From a handwritten diary held by the Brunel Institute
I have now been laid up quite useless for 14 weeks and upwards, ever since the 14th January. I shan’t forget that day in a hurry, very near finished my journey then; when the danger is over, it is rather amusing than otherwise – while it existed I can’t say the feeling was at all uncomfortable. If I was to say the contrary, I should be nearer the truth in this instance. While exertions could still be made and hope remained of stopping the ground it was an excitement which has always been a luxury to me. When we were obliged to run, I felt nothing in particular; I was only thinking of the best way of getting us on and the probable states of the arches.

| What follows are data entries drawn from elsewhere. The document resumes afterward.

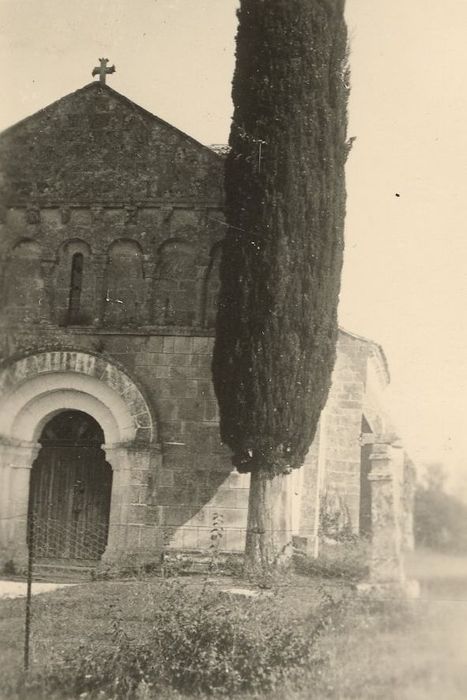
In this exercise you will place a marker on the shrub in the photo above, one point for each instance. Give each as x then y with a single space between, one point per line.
203 643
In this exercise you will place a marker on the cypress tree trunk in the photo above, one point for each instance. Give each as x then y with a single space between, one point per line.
280 271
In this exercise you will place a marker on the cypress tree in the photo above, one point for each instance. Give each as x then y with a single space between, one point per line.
280 272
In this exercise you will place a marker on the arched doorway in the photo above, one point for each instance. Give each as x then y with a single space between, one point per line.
70 489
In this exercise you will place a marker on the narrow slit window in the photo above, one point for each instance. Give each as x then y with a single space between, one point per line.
76 285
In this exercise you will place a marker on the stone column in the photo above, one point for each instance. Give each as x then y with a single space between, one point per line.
99 262
132 528
385 557
16 461
121 464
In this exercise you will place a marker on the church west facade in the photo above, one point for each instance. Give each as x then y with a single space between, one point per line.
111 226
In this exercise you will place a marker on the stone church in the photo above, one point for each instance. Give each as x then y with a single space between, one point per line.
111 226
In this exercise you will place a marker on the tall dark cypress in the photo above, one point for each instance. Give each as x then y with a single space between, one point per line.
285 206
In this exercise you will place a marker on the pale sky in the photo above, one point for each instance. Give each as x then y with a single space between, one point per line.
405 274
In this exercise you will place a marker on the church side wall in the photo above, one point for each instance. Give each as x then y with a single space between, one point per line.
343 426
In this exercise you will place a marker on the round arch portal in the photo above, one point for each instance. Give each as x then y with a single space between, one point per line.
37 388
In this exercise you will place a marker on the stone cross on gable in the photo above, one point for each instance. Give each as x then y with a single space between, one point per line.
102 70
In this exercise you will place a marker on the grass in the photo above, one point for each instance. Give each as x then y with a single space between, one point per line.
389 650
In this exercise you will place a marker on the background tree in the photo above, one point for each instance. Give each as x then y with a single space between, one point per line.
440 519
280 271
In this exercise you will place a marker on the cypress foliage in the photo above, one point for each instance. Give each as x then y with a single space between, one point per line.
285 205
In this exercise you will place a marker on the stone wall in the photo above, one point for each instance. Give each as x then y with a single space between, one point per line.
111 226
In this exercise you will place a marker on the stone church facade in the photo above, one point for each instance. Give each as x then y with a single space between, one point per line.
111 225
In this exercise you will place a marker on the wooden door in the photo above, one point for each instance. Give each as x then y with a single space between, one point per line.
70 489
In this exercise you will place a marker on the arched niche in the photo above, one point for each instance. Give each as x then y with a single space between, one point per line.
175 284
75 284
211 287
125 290
24 290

When knocked down, I certainly gave myself up, but I took it very much as a matter of course, which I had expected the moment we quitted the frames, for I never expected we should get out. The instant I disengaged myself and got breath again – all dark – I bolted into the other arch – this saved me by laying hold of the railrope – the engine must have stopped a minute. I stood still nearly a minute. I was anxious for poor Ball and Collins, who I felt too sure had never risen from the fall we had all had and were, as I thought, crushed under the great stage. I kept calling them by name to encourage them and make them also (if still able) come through the opening. While standing there the effect was – grand – the roar of the rushing water in a confined passage, and by its velocity rushing past the opening was grand, very grand. I cannot compare it to anything, cannon can be nothing to it. At last it came bursting through the opening. I was then obliged to be off – but up to that moment, as far as my sensations were concerned, and distinct from the idea off the loss of six poor fellows whose death I could not then foresee, kept there.”

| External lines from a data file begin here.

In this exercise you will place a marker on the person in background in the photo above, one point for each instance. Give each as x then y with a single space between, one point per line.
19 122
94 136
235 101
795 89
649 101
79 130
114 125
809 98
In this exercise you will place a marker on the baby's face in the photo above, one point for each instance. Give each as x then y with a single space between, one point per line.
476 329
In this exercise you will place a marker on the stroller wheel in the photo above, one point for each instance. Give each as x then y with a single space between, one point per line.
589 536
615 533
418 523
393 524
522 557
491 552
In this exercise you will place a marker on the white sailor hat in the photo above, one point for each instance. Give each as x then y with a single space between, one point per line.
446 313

The sight and the whole affair was well worth the risk and I would willingly pay my share, £50 about, of the expenses of such a ‘spectacle’. Reaching the shaft, I was much too bothered with my knee and some other thumps to remember much.

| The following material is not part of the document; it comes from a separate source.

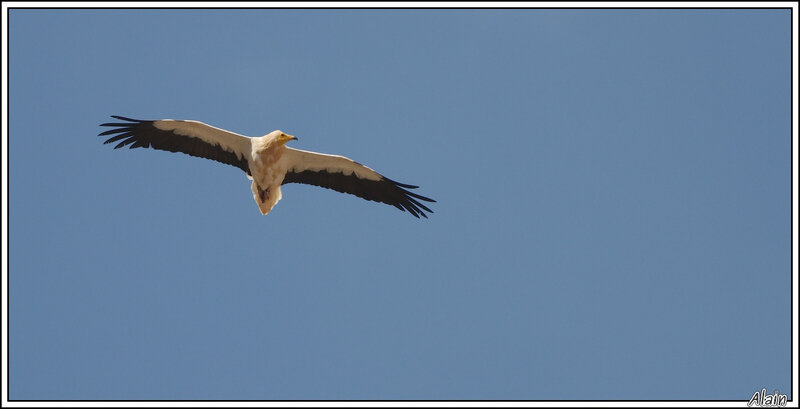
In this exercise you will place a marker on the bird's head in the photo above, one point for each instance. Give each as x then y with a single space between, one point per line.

If I had been kept under another minute when knocked down I should not have suffered more, and I trust I was tolerably fit to die. If, therefore, the occurrence itself was rather a gratification than otherwise and the consequences in no way unpleasant I need not attempt to avoid such. My being in bed at present, tho’ no doubt arising from the effects of my straining, was immediately caused by me returning too soon to a full diet at Brighton; had I been properly warned of this, I might now have been hard at work at the tunnel. But all is for the best.